"Get rid of the maple bats. Absolutely, 100 percent," Macha said. "What's going to really happen is one's going to go in the stands. ... There's people in the stands, they're not paying attention to anything. They're talking to the guy three seats down, not even going to move to get out of the way."
Macha was asked about the maple bats in light of a chest injury suffered Sunday by Cubs rookie Tyler Colvin, who was struck by a portion of Wellington Castillo's shattered bat. Colvin was in stable condition shortly after the game, but is expected to miss the rest of the 2010 season.
While he believes maple bats should be eliminated from use, that doesn't mean Macha is unaware of the reason behind the players' preference.

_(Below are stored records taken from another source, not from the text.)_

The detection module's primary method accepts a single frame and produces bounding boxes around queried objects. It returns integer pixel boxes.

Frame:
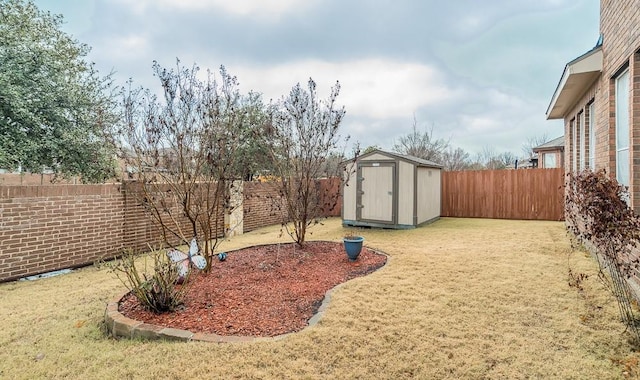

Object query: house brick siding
[564,0,640,290]
[564,0,640,208]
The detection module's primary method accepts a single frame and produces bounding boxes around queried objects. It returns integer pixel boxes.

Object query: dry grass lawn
[0,219,640,379]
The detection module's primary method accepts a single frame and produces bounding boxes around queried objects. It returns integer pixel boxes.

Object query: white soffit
[547,46,603,120]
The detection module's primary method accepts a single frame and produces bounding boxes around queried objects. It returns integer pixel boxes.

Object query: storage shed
[342,150,442,229]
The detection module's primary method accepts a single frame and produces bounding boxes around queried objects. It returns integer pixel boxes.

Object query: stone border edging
[104,248,391,343]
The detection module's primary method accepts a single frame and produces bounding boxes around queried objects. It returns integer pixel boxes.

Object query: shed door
[357,163,396,224]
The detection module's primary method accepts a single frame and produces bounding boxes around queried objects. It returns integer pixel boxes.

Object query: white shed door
[360,165,395,223]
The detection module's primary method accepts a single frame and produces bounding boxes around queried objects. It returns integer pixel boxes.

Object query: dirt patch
[119,242,387,337]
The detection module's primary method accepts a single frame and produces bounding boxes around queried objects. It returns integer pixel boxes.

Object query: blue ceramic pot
[343,236,364,261]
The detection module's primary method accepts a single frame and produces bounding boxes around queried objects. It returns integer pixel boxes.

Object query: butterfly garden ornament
[167,237,207,283]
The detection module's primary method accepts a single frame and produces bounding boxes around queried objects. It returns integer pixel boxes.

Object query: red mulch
[120,242,387,336]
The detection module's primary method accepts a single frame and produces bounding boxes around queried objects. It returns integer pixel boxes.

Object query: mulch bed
[119,242,387,337]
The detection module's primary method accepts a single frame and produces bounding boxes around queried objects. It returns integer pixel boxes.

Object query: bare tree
[265,78,348,245]
[522,133,549,158]
[476,145,516,170]
[440,147,471,171]
[122,61,247,269]
[393,115,449,162]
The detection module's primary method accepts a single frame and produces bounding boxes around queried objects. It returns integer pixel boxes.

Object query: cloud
[115,0,316,18]
[228,59,453,118]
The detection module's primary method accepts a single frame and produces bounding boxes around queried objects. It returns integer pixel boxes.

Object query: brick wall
[564,0,640,297]
[0,185,124,281]
[0,181,340,282]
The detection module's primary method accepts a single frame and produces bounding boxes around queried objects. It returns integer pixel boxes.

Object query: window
[578,111,587,171]
[543,153,558,169]
[569,119,578,172]
[615,70,630,186]
[589,102,596,170]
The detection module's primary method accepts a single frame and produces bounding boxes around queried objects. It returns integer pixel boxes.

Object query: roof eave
[547,46,603,120]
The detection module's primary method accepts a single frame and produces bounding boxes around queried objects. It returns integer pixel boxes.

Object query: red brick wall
[0,181,340,282]
[596,0,640,212]
[0,185,124,281]
[564,0,640,297]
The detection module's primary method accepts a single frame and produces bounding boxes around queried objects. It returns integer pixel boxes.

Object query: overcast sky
[35,0,599,155]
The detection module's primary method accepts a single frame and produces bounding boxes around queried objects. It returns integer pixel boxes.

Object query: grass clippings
[0,218,640,379]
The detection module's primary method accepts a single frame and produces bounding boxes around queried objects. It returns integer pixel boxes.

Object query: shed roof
[358,149,443,169]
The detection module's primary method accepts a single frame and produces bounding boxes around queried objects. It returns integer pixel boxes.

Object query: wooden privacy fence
[442,168,564,220]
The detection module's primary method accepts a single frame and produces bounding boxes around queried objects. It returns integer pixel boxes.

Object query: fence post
[224,181,244,237]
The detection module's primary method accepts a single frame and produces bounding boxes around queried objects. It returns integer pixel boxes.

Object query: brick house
[547,0,640,212]
[533,136,564,169]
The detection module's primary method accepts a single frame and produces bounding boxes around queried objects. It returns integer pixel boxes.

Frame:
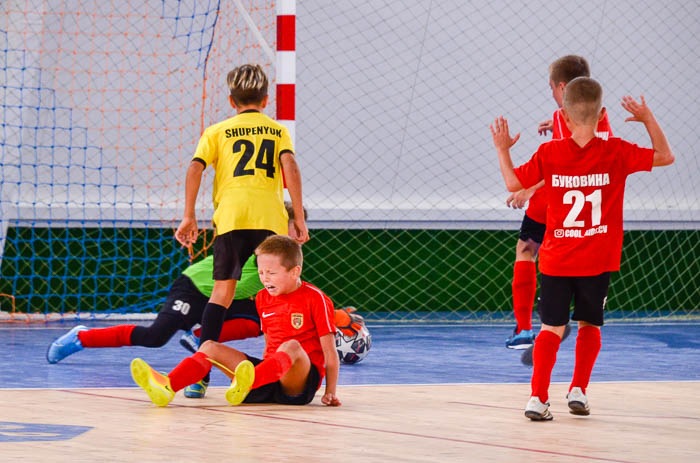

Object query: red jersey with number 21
[515,137,654,276]
[525,109,612,223]
[255,281,335,387]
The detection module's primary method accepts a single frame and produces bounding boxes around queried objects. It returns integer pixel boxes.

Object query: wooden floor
[0,382,700,463]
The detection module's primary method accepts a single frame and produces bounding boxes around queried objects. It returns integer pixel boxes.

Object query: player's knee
[143,330,172,347]
[199,339,219,355]
[277,339,305,360]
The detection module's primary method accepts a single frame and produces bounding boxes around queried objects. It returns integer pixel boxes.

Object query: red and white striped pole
[276,0,296,143]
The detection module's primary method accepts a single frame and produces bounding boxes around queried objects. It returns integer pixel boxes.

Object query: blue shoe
[180,330,199,354]
[520,323,571,367]
[506,328,535,349]
[46,325,87,363]
[185,380,209,399]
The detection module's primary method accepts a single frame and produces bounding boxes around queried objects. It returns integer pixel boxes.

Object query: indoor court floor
[0,322,700,463]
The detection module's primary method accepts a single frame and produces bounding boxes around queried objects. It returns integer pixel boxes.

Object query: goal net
[0,0,700,321]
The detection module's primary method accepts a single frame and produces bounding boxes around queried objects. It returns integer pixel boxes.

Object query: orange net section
[0,0,276,313]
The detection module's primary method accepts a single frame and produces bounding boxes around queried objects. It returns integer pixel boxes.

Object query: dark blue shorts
[537,272,610,326]
[518,214,547,244]
[214,230,275,281]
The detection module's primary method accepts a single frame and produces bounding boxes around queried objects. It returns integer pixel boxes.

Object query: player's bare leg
[506,239,540,349]
[277,340,311,395]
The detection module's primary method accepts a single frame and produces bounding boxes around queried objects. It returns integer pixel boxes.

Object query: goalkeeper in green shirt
[46,203,306,398]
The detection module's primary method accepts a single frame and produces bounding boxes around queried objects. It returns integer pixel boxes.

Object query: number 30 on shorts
[564,190,603,228]
[173,299,190,315]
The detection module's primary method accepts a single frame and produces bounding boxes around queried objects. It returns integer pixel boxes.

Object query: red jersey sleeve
[618,139,654,175]
[309,285,335,338]
[515,145,544,188]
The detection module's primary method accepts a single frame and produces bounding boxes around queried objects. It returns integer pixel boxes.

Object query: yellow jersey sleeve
[278,124,294,153]
[192,129,219,166]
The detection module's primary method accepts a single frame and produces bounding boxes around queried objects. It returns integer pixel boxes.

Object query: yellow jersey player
[175,64,309,362]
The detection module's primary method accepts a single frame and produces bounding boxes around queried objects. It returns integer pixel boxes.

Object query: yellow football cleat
[226,360,255,405]
[131,358,175,407]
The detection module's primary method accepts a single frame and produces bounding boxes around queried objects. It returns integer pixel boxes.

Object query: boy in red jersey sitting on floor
[506,55,612,352]
[490,77,674,421]
[131,235,340,407]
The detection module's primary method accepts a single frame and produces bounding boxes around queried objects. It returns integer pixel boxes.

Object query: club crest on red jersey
[292,313,304,330]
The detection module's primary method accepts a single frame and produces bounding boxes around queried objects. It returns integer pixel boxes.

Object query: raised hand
[175,217,199,247]
[489,116,520,150]
[622,95,654,123]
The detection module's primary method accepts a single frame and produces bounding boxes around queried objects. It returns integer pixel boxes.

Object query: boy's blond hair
[549,55,591,85]
[562,77,603,126]
[226,64,267,106]
[255,235,304,270]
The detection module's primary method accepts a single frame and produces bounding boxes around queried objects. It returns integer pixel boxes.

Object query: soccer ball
[335,307,372,363]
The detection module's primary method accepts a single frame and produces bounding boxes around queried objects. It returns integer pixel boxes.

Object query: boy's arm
[506,180,544,209]
[489,116,523,192]
[622,95,676,167]
[175,161,204,246]
[320,333,340,407]
[280,151,309,244]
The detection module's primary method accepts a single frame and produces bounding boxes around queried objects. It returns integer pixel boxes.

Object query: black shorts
[537,272,610,326]
[518,214,547,244]
[160,275,260,330]
[214,230,275,281]
[243,355,321,405]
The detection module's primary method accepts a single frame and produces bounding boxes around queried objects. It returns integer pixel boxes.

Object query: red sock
[531,331,561,403]
[168,352,211,392]
[569,326,601,394]
[252,351,292,389]
[194,318,260,342]
[513,260,537,333]
[78,325,136,347]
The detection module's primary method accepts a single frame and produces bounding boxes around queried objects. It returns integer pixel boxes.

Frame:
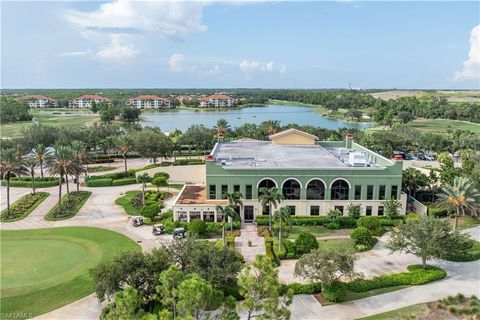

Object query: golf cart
[152,224,165,236]
[132,217,143,227]
[173,228,186,239]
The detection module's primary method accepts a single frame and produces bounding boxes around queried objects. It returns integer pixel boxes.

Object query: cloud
[66,0,207,39]
[238,60,274,73]
[58,50,92,57]
[96,35,140,60]
[453,25,480,80]
[167,53,221,77]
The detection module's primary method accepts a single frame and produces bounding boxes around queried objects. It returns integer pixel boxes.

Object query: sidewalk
[235,223,265,263]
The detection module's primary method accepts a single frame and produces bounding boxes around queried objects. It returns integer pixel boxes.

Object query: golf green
[0,227,140,317]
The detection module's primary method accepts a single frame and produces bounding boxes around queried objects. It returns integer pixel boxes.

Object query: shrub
[357,217,384,236]
[140,203,161,221]
[347,203,363,219]
[347,265,447,292]
[323,281,347,302]
[85,178,113,187]
[112,178,137,186]
[45,191,92,220]
[279,282,322,295]
[350,227,373,246]
[295,233,318,256]
[0,192,48,221]
[443,238,480,262]
[188,220,207,237]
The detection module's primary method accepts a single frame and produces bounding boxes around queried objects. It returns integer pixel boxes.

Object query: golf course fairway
[0,227,141,318]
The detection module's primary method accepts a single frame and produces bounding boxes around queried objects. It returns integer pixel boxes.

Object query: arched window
[330,179,349,200]
[258,179,277,191]
[307,179,325,200]
[282,179,301,200]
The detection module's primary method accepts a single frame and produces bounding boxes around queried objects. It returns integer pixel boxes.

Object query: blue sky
[1,0,480,89]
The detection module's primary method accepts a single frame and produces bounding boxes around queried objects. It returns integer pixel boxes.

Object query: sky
[0,0,480,89]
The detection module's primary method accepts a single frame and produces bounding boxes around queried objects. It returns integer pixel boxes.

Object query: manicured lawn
[318,238,355,252]
[115,191,141,216]
[2,110,99,138]
[288,226,331,239]
[0,192,49,222]
[359,303,429,320]
[0,227,140,316]
[45,191,92,221]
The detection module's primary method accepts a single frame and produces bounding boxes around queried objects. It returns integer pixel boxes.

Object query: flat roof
[175,185,228,205]
[212,141,383,169]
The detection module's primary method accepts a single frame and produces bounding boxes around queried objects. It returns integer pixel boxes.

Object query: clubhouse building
[173,129,407,222]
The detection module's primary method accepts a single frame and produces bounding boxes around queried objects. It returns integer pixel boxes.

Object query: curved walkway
[292,226,480,320]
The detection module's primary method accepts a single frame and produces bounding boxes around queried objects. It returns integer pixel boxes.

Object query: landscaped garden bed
[0,177,58,188]
[45,191,92,221]
[85,170,137,187]
[0,227,140,318]
[0,192,49,222]
[88,166,117,173]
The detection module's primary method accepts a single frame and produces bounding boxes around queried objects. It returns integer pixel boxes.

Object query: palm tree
[437,177,480,230]
[23,156,38,194]
[71,141,90,191]
[258,187,283,233]
[0,148,25,216]
[215,206,237,246]
[213,119,230,138]
[116,134,133,171]
[223,191,243,233]
[47,146,76,213]
[262,120,280,135]
[273,207,291,252]
[137,173,150,207]
[32,143,52,178]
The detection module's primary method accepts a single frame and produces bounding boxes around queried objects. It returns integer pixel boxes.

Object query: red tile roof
[77,94,112,102]
[22,94,55,101]
[202,94,233,101]
[130,95,171,101]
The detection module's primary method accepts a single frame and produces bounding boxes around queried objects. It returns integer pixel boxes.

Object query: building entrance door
[243,206,254,222]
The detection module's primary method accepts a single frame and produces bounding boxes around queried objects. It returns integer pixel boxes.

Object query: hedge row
[0,192,49,222]
[347,265,447,292]
[280,265,447,302]
[0,177,58,188]
[45,191,92,221]
[255,216,402,228]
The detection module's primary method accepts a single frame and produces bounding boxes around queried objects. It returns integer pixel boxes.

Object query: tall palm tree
[262,120,280,135]
[215,206,236,246]
[116,133,133,171]
[32,143,52,178]
[0,148,25,216]
[258,187,283,233]
[47,146,76,213]
[23,155,38,194]
[273,207,291,252]
[71,140,90,191]
[213,119,230,138]
[137,173,150,207]
[437,177,480,230]
[224,191,243,233]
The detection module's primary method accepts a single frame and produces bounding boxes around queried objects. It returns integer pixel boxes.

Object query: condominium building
[173,129,407,222]
[21,95,58,108]
[200,94,237,108]
[127,95,172,109]
[68,94,112,108]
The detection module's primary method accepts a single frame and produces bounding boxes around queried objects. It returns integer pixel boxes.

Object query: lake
[140,105,370,132]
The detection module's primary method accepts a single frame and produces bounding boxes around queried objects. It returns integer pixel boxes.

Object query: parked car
[152,224,165,236]
[132,217,143,227]
[173,228,186,239]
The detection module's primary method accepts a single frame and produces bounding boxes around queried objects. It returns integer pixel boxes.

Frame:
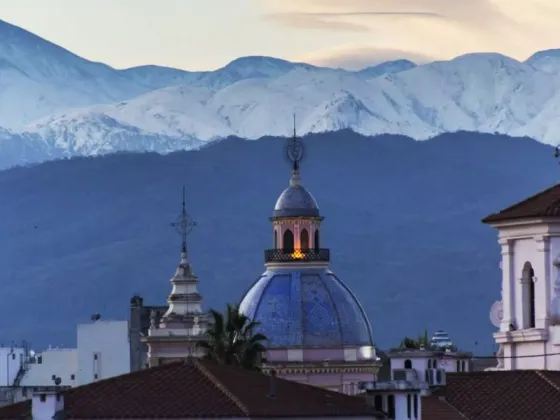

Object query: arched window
[406,394,412,418]
[299,229,309,251]
[282,229,294,253]
[521,261,536,328]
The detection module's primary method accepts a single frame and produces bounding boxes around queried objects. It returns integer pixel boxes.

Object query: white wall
[0,347,24,386]
[494,222,560,370]
[20,349,78,387]
[76,320,130,385]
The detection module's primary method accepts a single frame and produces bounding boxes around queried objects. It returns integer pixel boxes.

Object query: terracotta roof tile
[0,360,382,419]
[422,370,560,420]
[422,395,465,420]
[482,184,560,223]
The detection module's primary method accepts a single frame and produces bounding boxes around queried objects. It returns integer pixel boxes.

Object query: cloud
[258,0,560,66]
[296,46,434,70]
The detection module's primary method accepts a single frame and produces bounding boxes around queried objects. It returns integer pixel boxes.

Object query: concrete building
[141,189,207,367]
[0,320,130,404]
[483,184,560,370]
[240,133,379,394]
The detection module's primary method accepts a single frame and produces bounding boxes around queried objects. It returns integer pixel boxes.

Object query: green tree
[199,304,267,369]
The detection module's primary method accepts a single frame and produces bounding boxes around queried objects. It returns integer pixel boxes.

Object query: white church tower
[143,189,207,367]
[482,184,560,370]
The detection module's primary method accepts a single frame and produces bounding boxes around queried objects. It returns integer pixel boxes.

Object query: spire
[171,187,196,256]
[286,114,304,186]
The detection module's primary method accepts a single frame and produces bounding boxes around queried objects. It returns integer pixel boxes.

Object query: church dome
[240,268,373,349]
[272,184,319,217]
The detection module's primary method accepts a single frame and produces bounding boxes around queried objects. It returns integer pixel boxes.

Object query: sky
[0,0,560,70]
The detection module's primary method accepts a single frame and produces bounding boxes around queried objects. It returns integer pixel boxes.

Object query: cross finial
[171,187,196,254]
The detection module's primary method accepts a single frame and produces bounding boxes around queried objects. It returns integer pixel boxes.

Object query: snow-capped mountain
[0,21,560,166]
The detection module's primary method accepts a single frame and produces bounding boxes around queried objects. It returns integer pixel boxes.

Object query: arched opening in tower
[299,229,309,252]
[282,229,294,253]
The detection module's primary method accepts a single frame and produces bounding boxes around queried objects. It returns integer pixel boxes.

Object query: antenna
[286,114,305,172]
[171,187,197,254]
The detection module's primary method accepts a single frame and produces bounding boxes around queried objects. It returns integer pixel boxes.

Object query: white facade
[76,320,130,385]
[493,219,560,370]
[388,350,472,386]
[0,347,25,387]
[14,321,130,401]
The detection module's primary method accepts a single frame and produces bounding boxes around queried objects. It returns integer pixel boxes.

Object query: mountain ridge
[0,130,558,354]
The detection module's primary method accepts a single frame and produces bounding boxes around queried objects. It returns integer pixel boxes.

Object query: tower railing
[264,248,331,263]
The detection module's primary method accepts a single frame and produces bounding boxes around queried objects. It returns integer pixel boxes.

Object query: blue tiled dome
[240,268,373,348]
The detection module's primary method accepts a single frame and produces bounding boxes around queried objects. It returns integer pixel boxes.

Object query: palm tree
[199,304,267,369]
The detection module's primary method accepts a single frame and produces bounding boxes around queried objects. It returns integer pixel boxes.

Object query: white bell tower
[483,184,560,370]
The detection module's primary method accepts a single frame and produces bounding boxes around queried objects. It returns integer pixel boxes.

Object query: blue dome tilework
[240,269,373,348]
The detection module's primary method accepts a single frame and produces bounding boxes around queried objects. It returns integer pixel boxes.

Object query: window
[406,394,412,418]
[373,394,383,411]
[282,229,294,253]
[387,394,395,419]
[521,261,536,328]
[299,229,309,250]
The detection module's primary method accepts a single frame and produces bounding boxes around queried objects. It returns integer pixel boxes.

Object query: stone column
[498,238,515,332]
[533,235,551,328]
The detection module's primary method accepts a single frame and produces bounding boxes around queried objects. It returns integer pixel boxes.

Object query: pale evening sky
[0,0,560,70]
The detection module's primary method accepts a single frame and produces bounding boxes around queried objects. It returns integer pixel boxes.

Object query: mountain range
[0,130,558,354]
[0,21,560,168]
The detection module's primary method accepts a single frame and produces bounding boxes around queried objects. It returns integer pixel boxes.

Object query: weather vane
[286,114,304,171]
[171,187,196,253]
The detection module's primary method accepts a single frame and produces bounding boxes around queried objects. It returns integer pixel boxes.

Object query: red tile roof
[422,370,560,420]
[482,184,560,223]
[0,360,377,419]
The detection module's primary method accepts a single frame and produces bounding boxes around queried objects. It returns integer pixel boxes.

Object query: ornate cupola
[143,189,207,366]
[265,129,330,267]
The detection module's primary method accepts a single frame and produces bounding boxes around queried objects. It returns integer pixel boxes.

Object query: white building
[483,185,560,370]
[142,190,207,367]
[6,320,130,402]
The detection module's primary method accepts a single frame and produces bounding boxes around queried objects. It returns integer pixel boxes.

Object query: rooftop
[422,370,560,420]
[482,184,560,224]
[0,359,379,419]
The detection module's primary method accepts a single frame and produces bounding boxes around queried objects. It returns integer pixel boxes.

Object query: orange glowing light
[292,249,303,260]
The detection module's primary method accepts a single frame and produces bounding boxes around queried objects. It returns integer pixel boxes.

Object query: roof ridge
[534,370,560,392]
[438,397,470,420]
[193,360,249,416]
[482,183,560,224]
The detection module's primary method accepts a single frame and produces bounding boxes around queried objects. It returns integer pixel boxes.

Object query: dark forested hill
[0,131,560,353]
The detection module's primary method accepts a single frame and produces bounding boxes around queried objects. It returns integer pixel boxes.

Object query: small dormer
[359,380,429,420]
[388,349,472,387]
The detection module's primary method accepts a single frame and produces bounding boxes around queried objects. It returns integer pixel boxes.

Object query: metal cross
[286,114,304,170]
[171,187,197,252]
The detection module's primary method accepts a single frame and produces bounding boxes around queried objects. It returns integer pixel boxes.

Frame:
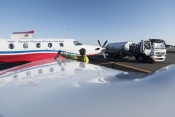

"That wood is absolutely harder," Macha said of the maple bats. "You'd hit with these ash bats and if you hit the ball on a seam, you could see a dent with the seam on the bat. But with the maple, it's so hard guys will use the thing and you will see no dents in the bat at all.
"When you've got two objects striking into each other, the amount of energy that goes in the opposite direction after they hit is not being absorbed by the compression of that bat, so the ball's going further. I understand that point."
But the potential for the type of injury suffered by Colvin, Macha said, is reason enough to eliminate the bats, regardless of the difference in performance between the hard maple wood and softer ash.